Book-binding as a means of connecting. By Clara Chow
Published: 23 Jul 2021
Time taken : ~10mins
– in which a foundation is laid; and rubber workbench surfaces heal themselves like bodies and souls.
The alarm goes off at 4 in the morning. I roll out of bed, picking sleep’s crust from my eyes. Fumble to wake my iPad and join a Zoom session.
Somewhere in Brooklyn, halfway across the world, poet-artist-teacher MC Hyland appears in the Zoom grid and talks us through a series of manoeuvres involving a single sheet of paper. Hamburger fold. Hotdog fold. We are from all over the world—all grappling with this beginner bookbinder origami; all grappling with a pandemic that has closed borders but made this diverse remote class a possibility.

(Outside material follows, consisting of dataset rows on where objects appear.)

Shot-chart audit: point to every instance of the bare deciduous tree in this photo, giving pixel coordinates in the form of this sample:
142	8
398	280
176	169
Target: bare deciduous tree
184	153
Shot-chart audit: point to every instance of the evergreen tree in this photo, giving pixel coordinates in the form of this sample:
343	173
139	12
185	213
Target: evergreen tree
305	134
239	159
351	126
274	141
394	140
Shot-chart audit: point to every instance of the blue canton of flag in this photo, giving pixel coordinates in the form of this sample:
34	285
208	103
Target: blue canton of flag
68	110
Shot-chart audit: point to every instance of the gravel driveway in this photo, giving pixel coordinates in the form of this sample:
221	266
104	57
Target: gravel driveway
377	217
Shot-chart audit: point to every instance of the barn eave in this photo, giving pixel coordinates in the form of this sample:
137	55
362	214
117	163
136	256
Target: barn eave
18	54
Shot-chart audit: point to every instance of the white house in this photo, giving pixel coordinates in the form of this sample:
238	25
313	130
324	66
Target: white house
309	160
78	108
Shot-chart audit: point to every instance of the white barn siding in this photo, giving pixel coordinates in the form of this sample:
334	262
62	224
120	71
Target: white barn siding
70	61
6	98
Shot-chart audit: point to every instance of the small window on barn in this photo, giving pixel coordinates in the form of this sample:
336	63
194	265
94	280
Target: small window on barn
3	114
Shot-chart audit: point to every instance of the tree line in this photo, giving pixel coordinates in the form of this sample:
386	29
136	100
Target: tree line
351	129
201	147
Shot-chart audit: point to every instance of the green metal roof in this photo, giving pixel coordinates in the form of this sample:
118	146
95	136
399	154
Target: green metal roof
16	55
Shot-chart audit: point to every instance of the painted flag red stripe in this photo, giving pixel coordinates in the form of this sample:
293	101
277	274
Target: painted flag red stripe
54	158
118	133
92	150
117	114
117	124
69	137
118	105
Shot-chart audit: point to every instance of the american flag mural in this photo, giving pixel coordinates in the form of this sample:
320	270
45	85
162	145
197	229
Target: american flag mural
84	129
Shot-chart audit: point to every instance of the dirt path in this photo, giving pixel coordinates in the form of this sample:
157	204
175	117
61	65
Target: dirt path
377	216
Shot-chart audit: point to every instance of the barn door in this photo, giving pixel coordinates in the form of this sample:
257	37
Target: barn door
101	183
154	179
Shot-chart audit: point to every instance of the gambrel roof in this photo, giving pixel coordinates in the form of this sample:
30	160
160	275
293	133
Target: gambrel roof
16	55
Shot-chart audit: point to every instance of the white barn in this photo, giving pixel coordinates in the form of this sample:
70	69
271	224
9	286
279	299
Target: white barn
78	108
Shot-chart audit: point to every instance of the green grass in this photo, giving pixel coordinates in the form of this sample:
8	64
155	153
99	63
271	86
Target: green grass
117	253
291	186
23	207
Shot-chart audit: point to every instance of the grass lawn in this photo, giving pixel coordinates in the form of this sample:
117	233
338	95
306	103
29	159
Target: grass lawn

We are participants in the Creative Publishing Seminar, a by-application tuition-free programme run by the Center for Book Arts in New York. Over six weeks, from Jan to Feb 2021, our cohort of about 30 meet online bi-weekly for three hours to learn about digital typesetting and design, book structures and binding techniques from Hyland, as well as guest speakers who are book artists and small press publishers.
In the pre-dawn hours, I fold and cut paper into desired sizes to make book blocks. There is something meticulous and geeky—and oh-so-therapeutic—about making sure the corners line up perfectly before committing to a fold, pressing the paper down along its grain on my green cutting mat. Professional bookbinders have cool knives that slit folio pages open cleanly. I have a fancy sword-shaped letter-opener that does a bad job, and a $3 pen-knife that does a slightly better one. My $2 paper-cutter from Daiso with a sliding blade is a life-saver.
In a bit, I will need to make the kids’ breakfasts and wave them off to school. But right now, right here, the only task, the only decisions to be made are: How does one sew these loose leaves together? What kind of stitch to use? How thick to make it? What new, tangible object do I want to eventually hold in my hands?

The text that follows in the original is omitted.